March 26, 2006

Birmingham, UK '89-91

More Music. Why not?

I remember the late eighties as a great time for live music and beautiful rock chicks jumping on me. Birmingham was fantastic for both. Great venues. Great pubs where, pre-exstacy, drug dealers stood in the gangway between bars. Rastas put on "blues" parties in their gardens. If you wanted hash you didn't have to move. You passed your money one way, the dealer by the speaker passed the ganja towards you.

A friend of mine and I took our girfriends to see Killing Joke not really knowing who they were, the ghostly drive of "Love Like Blood" made us curious. We stood on the balcony totally blown away by the sheer driving force of musicality.
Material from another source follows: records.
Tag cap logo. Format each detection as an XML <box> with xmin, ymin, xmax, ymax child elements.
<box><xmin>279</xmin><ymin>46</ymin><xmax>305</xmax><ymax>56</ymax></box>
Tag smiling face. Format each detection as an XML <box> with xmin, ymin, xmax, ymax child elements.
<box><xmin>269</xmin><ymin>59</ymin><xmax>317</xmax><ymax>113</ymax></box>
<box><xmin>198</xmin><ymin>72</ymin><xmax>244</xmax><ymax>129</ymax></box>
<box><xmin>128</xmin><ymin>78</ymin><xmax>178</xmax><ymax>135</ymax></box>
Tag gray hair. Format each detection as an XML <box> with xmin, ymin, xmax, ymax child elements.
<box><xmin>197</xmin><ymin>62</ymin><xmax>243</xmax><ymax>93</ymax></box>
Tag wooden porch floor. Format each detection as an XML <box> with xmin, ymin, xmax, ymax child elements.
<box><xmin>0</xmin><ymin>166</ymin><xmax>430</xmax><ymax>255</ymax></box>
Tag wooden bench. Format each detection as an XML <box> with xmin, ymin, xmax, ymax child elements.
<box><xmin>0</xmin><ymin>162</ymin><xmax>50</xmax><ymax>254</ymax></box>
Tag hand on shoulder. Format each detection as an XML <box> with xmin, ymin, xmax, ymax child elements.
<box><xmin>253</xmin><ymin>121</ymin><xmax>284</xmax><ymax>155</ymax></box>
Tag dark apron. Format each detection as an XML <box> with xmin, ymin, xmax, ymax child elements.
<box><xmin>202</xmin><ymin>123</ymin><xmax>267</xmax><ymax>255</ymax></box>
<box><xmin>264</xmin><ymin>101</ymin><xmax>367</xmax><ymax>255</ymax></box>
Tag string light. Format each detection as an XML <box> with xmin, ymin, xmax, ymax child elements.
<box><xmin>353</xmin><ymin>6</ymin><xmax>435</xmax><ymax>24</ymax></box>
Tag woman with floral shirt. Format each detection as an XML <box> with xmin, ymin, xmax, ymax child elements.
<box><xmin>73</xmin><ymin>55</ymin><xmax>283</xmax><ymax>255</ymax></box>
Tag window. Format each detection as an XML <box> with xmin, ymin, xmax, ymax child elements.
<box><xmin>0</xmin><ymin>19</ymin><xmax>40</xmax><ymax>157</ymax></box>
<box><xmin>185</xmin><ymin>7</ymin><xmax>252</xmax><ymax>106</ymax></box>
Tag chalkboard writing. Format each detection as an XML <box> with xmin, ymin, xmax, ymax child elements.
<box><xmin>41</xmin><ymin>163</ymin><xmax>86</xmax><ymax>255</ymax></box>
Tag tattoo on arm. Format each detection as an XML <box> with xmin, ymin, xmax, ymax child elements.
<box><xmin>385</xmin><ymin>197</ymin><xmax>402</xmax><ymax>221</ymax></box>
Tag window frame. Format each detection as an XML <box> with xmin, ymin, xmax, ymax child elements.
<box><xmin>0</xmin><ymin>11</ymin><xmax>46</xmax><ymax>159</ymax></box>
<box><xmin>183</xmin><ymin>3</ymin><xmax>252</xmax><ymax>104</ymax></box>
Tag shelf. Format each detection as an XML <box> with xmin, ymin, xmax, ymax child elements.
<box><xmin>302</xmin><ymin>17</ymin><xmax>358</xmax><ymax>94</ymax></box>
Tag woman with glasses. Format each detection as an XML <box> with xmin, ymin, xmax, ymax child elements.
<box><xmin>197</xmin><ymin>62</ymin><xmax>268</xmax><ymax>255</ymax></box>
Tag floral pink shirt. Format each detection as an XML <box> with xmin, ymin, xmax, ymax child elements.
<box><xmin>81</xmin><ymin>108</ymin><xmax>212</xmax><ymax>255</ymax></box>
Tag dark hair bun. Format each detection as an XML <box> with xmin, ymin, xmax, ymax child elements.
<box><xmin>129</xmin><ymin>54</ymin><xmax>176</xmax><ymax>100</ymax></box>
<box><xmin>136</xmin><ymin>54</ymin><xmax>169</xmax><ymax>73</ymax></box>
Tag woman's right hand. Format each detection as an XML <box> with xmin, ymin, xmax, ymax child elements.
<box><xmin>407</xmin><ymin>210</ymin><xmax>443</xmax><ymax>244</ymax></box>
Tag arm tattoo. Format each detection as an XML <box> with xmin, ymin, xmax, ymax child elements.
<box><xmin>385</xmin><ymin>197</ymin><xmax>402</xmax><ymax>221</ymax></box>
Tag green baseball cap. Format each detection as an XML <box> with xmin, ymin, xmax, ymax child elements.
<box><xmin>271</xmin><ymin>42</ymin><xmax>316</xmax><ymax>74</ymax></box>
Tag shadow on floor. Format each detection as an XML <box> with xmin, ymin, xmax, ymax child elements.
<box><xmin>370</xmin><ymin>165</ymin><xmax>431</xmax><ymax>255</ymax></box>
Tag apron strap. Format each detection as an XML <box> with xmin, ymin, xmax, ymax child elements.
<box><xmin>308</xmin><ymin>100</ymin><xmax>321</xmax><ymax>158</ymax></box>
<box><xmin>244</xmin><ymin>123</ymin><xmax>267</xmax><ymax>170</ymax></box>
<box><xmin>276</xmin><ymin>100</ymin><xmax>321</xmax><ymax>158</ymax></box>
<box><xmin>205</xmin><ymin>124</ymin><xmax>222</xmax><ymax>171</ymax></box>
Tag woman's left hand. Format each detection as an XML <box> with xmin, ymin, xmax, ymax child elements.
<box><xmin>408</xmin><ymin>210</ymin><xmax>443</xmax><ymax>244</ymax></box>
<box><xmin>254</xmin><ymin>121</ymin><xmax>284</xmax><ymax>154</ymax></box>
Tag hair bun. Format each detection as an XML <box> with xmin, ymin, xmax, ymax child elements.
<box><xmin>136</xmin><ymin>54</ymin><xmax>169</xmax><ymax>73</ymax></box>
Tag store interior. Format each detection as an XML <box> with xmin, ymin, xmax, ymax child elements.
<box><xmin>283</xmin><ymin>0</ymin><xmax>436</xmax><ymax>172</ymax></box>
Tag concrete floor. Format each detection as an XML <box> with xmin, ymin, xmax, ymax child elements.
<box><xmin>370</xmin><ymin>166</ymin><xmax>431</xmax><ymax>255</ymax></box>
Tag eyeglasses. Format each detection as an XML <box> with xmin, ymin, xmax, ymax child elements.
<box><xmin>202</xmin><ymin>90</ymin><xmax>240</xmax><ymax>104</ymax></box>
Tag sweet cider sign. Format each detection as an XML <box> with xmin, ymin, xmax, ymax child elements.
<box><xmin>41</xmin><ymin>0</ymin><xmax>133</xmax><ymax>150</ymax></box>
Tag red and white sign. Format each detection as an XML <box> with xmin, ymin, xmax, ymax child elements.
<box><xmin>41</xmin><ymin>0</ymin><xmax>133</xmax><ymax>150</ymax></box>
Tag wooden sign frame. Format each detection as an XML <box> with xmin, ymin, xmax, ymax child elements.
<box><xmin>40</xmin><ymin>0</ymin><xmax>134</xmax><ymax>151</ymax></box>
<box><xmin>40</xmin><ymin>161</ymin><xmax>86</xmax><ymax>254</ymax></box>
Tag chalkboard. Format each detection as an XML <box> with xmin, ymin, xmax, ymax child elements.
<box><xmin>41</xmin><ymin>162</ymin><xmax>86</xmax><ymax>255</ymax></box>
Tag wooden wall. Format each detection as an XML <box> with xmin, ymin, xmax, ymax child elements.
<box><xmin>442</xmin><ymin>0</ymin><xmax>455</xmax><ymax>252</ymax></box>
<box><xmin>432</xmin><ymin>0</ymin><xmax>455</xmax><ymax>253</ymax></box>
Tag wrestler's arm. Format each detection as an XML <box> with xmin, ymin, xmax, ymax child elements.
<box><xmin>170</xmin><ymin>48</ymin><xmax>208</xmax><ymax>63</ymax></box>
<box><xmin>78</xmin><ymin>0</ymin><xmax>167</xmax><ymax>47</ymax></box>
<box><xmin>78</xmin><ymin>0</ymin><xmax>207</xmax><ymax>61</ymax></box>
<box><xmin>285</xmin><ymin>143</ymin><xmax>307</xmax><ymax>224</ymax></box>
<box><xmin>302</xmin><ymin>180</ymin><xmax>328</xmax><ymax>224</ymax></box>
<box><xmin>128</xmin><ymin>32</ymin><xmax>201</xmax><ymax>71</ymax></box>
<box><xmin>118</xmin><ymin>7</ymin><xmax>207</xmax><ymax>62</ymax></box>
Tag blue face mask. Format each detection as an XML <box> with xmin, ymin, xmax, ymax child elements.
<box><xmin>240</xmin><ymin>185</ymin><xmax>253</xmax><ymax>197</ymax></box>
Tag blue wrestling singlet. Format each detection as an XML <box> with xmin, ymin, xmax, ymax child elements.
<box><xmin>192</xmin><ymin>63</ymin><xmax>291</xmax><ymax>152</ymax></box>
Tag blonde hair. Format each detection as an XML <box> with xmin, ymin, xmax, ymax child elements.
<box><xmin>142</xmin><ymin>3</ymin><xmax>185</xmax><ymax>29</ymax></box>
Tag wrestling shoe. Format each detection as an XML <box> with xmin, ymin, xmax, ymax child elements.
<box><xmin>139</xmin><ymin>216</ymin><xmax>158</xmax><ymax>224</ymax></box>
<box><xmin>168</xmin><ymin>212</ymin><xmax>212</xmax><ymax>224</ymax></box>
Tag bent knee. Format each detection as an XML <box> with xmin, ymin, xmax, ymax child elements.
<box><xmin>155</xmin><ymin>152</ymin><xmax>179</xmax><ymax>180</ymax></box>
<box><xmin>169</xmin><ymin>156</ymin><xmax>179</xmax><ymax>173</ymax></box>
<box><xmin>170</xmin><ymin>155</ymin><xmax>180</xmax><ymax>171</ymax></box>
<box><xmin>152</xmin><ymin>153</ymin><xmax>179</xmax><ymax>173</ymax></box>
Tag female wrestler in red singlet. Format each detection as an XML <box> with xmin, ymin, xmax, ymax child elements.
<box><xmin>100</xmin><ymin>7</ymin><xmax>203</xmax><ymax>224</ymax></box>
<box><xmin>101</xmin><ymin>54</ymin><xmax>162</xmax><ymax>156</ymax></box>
Later Youth, the bass player from the band became one of the pioneers of Goa Trance in India.

Another band I remember well from the time was Soundgarden. One of the stars of Spinal Tapp introduced them live on stage. Chris Cornell was like a new Robert Plant. I did a lot of crowd surfing and almost bit my tongue off being dropped on my head. I was also lucky enough to see Nirvana twice. Once on the Bleach tour before they were famous with L7 suppoting them infront of 400 sweaty Brummies and once after "Smells Like Teen Spirit" became an anthem. They were crap both times, but Nirvana were always deliberately crap live, parodying the "rockstar" image and concept.

At the time British bands used to sell a contrived, tepid image to a music journalist and then pretend to live it. US bands mastered their instruments and lived the life full on. The best of these were the Chilli Peppers. They might be a bit old now, they were memorably superhuman back then, especially Flea who played bass like a motherfucker, arms and legs flailing everywhere. Great energy. Great times. I enjoyed toking in those days. We used to laugh all the time giving each other rising blowbacks, upsidedown blowbacks, hot knives, the only drug problems I had was getting good ones at the right prices.

In the mid nineties I put down my guitar and got seriously into Psychedelic trance music. The concept of facing the front watching bands seemed passe. Under lasers and smoke and with all the drugs everyone on the dancefloor was a rockstar, living the rockstar lifestyle. But London was different. There has always been an impersonal vibe which I've struggled with in social situations. People seem to be more of a commodity to be consumed. Now if I go to a commercial trance party everyone is facing the front like a rock gig, but there is still a good energy at the odd trance squat party. I'm beginning to wonder if I am going to come out of this ganja haze with a new energy to put into live music. I hope so.